Expleo’s campaign generated £44.4 million in pipeline and a 63:1 ROI. Employee advocacy was an explicit component — but its contribution to those numbers was never isolated or quantified. The pattern repeats across the data set.

LTTS offers the most rigorous exception. Their $2,000 programme generated over 10 million organic impressions, and they modelled that reach against equivalent paid LinkedIn CPM costs — which would have run to between $50,000 and $80,000. It’s a compelling efficiency case. But Robyn offers a sharp challenge to this approach: “It kind of treats employees like a cheaper version of display advertising, almost like ad units. Paid media guarantees targeting; organic doesn’t. Pitching advocacy by comparing it to a CPM is purely looking at a volume metric — it doesn’t take into consideration the qualitative impact. Do you have buyers saving down your posts? Are you getting inbound conversations from people within your ICP? Are you getting connection requests from a decision maker you’ve been trying to speak to? Those things should all be considered.”

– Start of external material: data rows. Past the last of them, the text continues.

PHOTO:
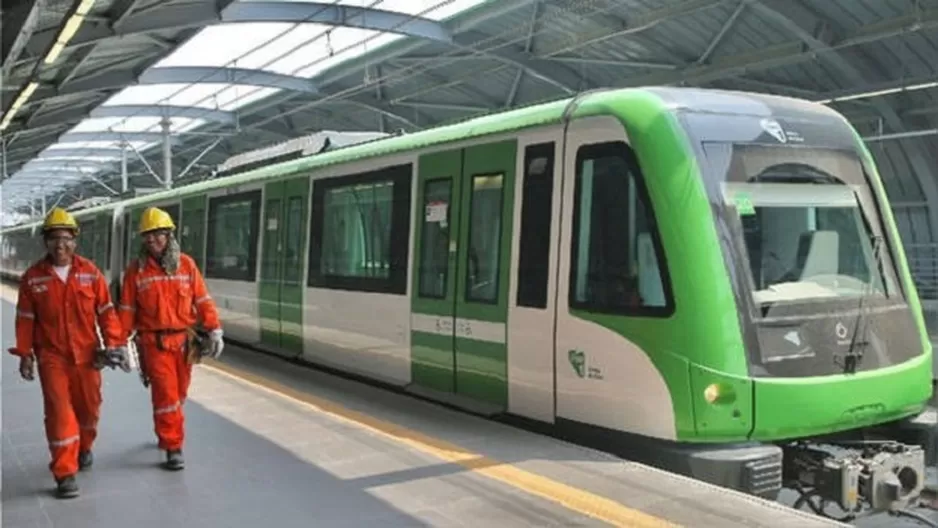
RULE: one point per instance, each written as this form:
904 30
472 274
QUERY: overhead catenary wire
456 54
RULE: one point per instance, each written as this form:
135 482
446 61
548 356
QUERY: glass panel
434 251
485 228
232 232
804 229
270 267
615 264
357 231
293 241
534 252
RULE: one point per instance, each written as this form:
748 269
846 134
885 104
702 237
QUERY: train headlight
719 393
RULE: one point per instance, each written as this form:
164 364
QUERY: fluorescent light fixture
20 99
876 93
68 31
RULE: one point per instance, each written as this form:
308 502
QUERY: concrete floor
335 453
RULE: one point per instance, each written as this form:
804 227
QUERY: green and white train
712 279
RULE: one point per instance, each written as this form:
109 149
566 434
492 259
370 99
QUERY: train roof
675 98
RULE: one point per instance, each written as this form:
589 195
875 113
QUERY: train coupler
878 475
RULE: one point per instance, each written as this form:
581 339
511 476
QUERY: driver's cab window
485 228
616 259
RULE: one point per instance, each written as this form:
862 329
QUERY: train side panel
356 310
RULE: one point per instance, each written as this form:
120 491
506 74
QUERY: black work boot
174 460
85 460
67 487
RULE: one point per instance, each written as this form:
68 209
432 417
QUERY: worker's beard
169 260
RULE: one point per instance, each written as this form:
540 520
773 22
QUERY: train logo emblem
578 362
774 129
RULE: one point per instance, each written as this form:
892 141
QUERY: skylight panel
220 45
344 44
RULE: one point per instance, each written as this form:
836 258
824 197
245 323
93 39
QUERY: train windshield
806 224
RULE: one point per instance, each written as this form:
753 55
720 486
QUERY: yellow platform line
572 498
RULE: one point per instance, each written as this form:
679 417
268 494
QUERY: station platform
272 444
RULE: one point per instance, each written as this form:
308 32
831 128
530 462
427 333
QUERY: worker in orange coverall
60 297
163 293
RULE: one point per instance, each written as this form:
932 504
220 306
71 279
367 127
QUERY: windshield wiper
854 356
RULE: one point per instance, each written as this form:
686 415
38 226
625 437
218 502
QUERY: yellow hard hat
155 218
59 218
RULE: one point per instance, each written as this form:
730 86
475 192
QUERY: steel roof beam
169 111
181 16
924 173
13 45
70 116
102 136
173 75
69 153
40 164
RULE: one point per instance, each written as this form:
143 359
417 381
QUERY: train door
612 301
281 282
460 302
192 229
531 308
102 242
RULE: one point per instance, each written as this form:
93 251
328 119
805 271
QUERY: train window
86 239
293 241
126 237
270 260
534 252
359 230
233 223
615 248
485 229
434 256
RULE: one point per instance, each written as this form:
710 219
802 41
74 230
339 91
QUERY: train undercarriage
866 471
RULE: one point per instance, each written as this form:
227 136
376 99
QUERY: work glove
119 357
27 367
216 344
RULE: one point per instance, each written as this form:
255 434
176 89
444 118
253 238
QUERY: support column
167 154
3 148
124 177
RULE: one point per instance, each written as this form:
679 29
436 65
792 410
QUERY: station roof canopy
83 77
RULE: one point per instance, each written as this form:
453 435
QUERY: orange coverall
57 320
161 307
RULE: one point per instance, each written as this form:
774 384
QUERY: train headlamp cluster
719 393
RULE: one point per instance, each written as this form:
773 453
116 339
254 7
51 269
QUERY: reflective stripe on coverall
57 321
161 307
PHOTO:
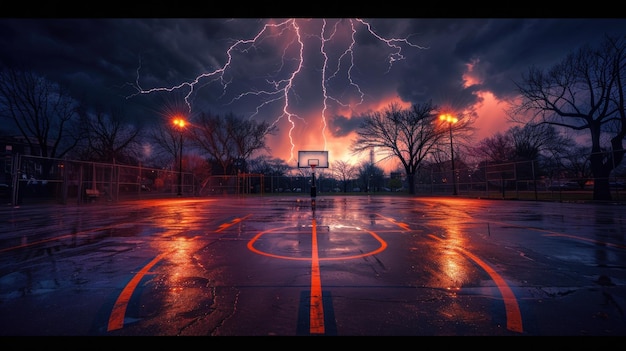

Closing that gap requires deliberate effort: applying UTMs to shared links, logging when LinkedIn content is referenced in sales conversations, tracking inbound connection requests from target accounts. None of it is glamorous, and much of it is manual. But it’s the difference between advocacy that looks good on a slide and advocacy that demonstrably contributes to revenue.

The untapped commercial opportunity

The final and most significant finding points toward where the real value lies — and how few programmes are capturing it. Several campaigns in the analysis show employee advocacy functioning not just as brand amplification but as sales infrastructure. The Access Group trained 400 sales and business development employees through a learning management system so they could have better conversations with HR prospects — the content went to the sales team before it went to market. Expleo produced dedicated seller kits alongside employee advocacy kits as parallel outputs from the same content strategy. Soldo ensured all content featured an advocacy mechanic, with nothing going to market without a call to action tied to the content programme.

Robyn framed the underlying dynamic precisely. “When the subject matter experts post, our job is made so much easier,” she recalled a sales professional saying in a recent workshop. “It’s so much easier to have those conversations because we know the prospect already trusts us.” The key, she was clear to emphasise, is empowerment over mandate: “it’s about empowering the team as opposed to mandating them and forcing them to show up — that’s what keeps the authenticity.” Employee advocacy, when it’s working properly, isn’t just generating reach — it’s shortening sales cycles, warming prospect relationships and equipping sales teams with social proof before they ever pick up the phone.

This is the commercial opportunity that most programmes are leaving on the table. Not because it’s inaccessible, but because advocacy is still largely being planned and measured as a brand play rather than a revenue enabler.

Practical takeaways

The five findings from the awards analysis map to a rough maturity framework for any B2B advocacy programme. Where does yours sit?

  • On channel strategy: Is your programme built around LinkedIn because it’s the right platform for your audience, or because it’s the default? Are your teams trained to build trust with audiences, or to operate a specific tool?
  • On deployment model: Is your advocacy episodic — triggered by campaigns and dormant between them — or is it always-on? If you’re starting with a brand moment, what’s the plan to sustain it beyond the launch?
  • On sequencing: Are employees your first media channel, genuinely briefed and invested before anything goes external? Or are they an afterthought in the activation plan?
  • On measurement: Are you reporting advocacy in reach terms because that’s what’s available, or because that’s what you’ve decided to measure? What would it take to start capturing quality of influence alongside volume?
  • On commercial integration: Is your advocacy programme connected to your sales team’s activity — equipping them with better conversations, not just generating brand impressions? If not, that’s where the most significant untapped value sits.